According to Bernardoni: “Contextual analysis is one of the first challenges when we implement a model. It is not only contextual in UK English, in American English law you have a big difference between the two.”
ET asked if this meant Clifford Chance had built its own context engine?
Bernardoni replied: “We don’t have a context engine but what you do usually is use a concept called embeddings. When working with text you convert the text to numbers. Machine learning models only understand maths. You start to count how many times a word appears in the text. But it is not giving you the contextuality that you are looking for.”

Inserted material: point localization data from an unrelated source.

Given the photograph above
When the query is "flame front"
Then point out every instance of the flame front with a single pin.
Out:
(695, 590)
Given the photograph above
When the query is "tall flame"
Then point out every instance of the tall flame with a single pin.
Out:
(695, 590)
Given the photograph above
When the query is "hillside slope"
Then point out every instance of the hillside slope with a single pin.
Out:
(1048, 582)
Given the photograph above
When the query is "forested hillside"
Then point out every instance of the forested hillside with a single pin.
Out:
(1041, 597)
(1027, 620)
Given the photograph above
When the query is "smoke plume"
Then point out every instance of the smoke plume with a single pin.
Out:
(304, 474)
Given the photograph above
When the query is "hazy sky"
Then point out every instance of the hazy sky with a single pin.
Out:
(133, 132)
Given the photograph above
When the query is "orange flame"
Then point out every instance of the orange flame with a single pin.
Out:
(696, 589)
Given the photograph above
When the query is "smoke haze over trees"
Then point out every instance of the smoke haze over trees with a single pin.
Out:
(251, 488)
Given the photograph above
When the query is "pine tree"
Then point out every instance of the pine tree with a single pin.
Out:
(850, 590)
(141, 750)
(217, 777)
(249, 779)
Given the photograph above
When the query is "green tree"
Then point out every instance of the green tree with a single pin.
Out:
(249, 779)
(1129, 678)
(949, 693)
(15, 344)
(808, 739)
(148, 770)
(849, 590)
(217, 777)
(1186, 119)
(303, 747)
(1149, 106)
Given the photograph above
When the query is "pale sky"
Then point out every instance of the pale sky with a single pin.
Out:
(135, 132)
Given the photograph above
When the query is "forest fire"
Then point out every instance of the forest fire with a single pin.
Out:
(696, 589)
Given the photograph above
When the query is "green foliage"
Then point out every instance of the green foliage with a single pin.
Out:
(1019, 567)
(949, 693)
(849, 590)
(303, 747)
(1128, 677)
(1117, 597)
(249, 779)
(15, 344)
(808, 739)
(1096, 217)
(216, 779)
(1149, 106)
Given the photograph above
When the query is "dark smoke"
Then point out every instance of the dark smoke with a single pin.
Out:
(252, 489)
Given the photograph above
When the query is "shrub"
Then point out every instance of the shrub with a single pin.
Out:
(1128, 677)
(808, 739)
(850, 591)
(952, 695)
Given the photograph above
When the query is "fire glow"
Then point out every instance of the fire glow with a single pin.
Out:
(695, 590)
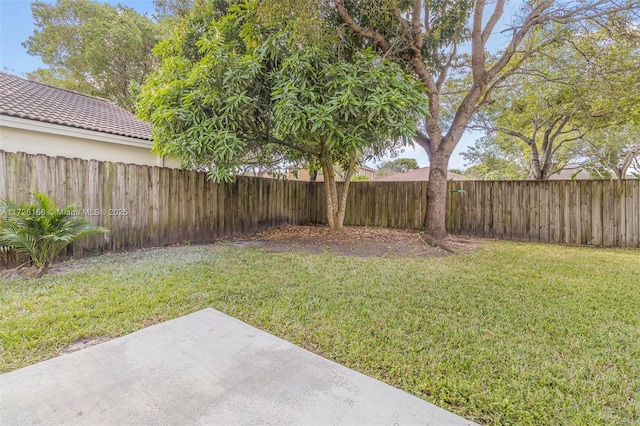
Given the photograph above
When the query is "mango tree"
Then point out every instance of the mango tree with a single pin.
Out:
(232, 91)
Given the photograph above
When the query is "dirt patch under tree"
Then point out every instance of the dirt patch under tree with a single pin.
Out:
(353, 241)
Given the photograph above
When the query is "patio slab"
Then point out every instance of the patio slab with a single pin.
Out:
(205, 368)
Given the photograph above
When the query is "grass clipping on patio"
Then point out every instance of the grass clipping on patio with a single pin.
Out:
(507, 334)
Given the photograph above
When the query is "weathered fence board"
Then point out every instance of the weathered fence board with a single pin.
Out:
(146, 206)
(149, 206)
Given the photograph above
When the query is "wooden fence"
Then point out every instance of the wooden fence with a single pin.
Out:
(146, 206)
(597, 212)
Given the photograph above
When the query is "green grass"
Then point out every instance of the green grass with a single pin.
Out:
(512, 334)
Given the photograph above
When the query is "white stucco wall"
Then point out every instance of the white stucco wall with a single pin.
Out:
(33, 137)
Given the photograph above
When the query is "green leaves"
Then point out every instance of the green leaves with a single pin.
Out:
(251, 89)
(93, 48)
(41, 229)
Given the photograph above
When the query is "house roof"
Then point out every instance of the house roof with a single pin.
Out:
(40, 102)
(417, 175)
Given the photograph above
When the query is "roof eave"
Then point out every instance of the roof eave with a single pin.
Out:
(57, 129)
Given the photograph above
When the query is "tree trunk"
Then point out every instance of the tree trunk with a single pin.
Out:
(336, 205)
(330, 191)
(435, 218)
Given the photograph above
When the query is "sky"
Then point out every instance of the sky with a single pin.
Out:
(16, 25)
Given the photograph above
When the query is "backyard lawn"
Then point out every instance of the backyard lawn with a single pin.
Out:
(511, 333)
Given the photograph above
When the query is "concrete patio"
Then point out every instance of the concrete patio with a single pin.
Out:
(205, 368)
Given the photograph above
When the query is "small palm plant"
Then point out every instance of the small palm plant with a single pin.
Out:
(41, 229)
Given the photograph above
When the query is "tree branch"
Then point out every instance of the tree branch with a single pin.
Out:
(372, 35)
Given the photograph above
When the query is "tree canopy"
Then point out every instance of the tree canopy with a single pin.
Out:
(232, 91)
(564, 106)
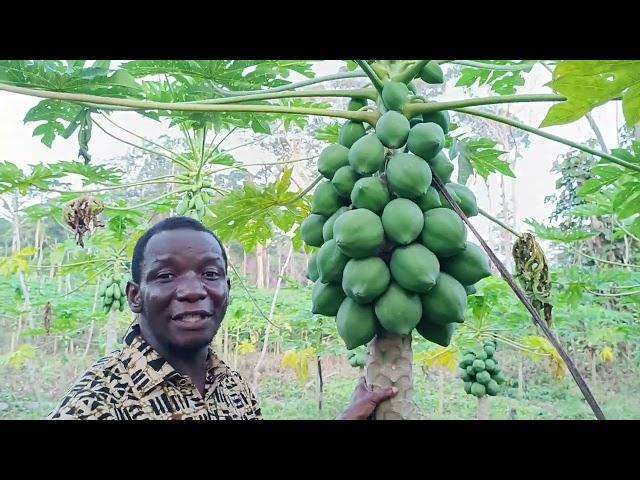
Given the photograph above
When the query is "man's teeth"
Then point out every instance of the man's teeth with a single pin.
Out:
(191, 318)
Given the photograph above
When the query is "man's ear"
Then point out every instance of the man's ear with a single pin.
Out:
(133, 297)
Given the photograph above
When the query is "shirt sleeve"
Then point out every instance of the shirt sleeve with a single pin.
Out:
(83, 405)
(83, 402)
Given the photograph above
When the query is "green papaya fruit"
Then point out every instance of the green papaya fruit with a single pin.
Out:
(426, 140)
(392, 129)
(398, 310)
(326, 299)
(370, 193)
(446, 302)
(414, 267)
(409, 176)
(402, 221)
(357, 324)
(350, 132)
(311, 230)
(444, 232)
(344, 180)
(331, 262)
(366, 155)
(358, 233)
(365, 279)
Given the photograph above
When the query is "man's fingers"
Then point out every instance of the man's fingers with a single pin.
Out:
(382, 394)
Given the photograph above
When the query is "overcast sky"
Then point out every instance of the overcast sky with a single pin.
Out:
(534, 179)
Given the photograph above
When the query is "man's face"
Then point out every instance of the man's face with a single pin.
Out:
(184, 291)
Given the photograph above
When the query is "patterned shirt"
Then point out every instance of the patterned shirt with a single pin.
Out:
(136, 383)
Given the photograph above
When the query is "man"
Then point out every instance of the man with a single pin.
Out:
(180, 290)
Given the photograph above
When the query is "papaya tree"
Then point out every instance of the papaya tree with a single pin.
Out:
(384, 182)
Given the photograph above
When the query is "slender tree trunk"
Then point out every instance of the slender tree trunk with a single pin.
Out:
(17, 244)
(320, 382)
(520, 380)
(440, 392)
(226, 345)
(259, 267)
(244, 263)
(89, 338)
(390, 365)
(257, 369)
(112, 331)
(483, 408)
(235, 349)
(267, 261)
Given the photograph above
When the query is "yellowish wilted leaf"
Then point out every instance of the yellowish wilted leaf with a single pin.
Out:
(18, 358)
(443, 358)
(299, 362)
(246, 347)
(542, 348)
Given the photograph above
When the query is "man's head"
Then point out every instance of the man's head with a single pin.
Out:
(180, 286)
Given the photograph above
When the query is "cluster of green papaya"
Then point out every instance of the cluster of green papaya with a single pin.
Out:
(193, 204)
(392, 254)
(357, 358)
(114, 294)
(480, 371)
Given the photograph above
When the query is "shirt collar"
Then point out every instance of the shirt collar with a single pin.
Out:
(148, 369)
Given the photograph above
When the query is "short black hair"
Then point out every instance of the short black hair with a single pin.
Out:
(171, 223)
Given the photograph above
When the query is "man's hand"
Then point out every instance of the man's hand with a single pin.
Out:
(365, 401)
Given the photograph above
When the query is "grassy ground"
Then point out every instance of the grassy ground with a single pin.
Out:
(283, 397)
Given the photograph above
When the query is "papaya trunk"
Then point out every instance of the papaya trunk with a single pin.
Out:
(520, 380)
(112, 331)
(320, 383)
(483, 408)
(440, 393)
(390, 364)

Creating the contextual links starts ingesting a very large body of data. Then, Bernardoni says: “You use a number of algorithms. One of these creates a numerical vector for each word. For each word there can be 300, 700, 1000 points. Each one of these vectors represents the word with each of the variations the machine encountered inside that specific text. In that way you have the context quality.
“You are able to understand if the word BANK is a Financial institution or a river bank. Vectors allow you to use linear algebra to calculate the distance between the words and say something like ‘If I’m a man and I’m a king and she’s a woman, who is she? And you get the answer, she is a Queen.'”
When it comes to unique words and acronyms Bernardoni says it is not easy. It requires the model to identify unique instances. These are then substituted and transformed to create new vectors.
Translation brings its own challenges
Clifford Chance doesn’t build every model itself. Bernardoni explained that when translating from Chinese legal documents to English legal documents, you have another set of problems. To do this there are a number of pretrained models from different services that can be used. Many come with as many as 10,000 sentences that are domain specific. The advantage of this, said Bernardoni, is it: “Allows you to translates a Chinese loan to an English one with accuracy.”
Bernardoni also stressed that this is not left to just the machine. Everything is then checked by someone who speaks both languages. He said: “The work is not about substituting a lawyer or their expertise. It is about augmenting their capability and removing all the mundane and repetitive tasks that they have to do. At the end of the journey you always have the legal services come in and check that everything is correct.”
This is the same approach that the medical profession is taking. It, rightly, is concerned with the suggestion that medical professionals are being replaced by technology. Patients are not ready for that step. The same is true in legal services.
Enterprise Times: What does this mean?
That legal firms such as Clifford Chance are investing heavily into data science is no surprise. It is an industry that is dealing with lots of complex data and arcane processes. Rationalising it to remove the mundane not only removes cost but frees up fee earners to add value. If the systems built can be sold on, this makes the creation of technology solutions doubly successful.
There is significant demand out there for new lawtech solutions. The UK Government has just awarded a £2 million contract to Tech Nation to help create new solutions. How far that will go remains to be seen. For Clifford Chance and its competitors, this is a market they are already taking advantage of. New entrants will need to be wary of the heavy hitters.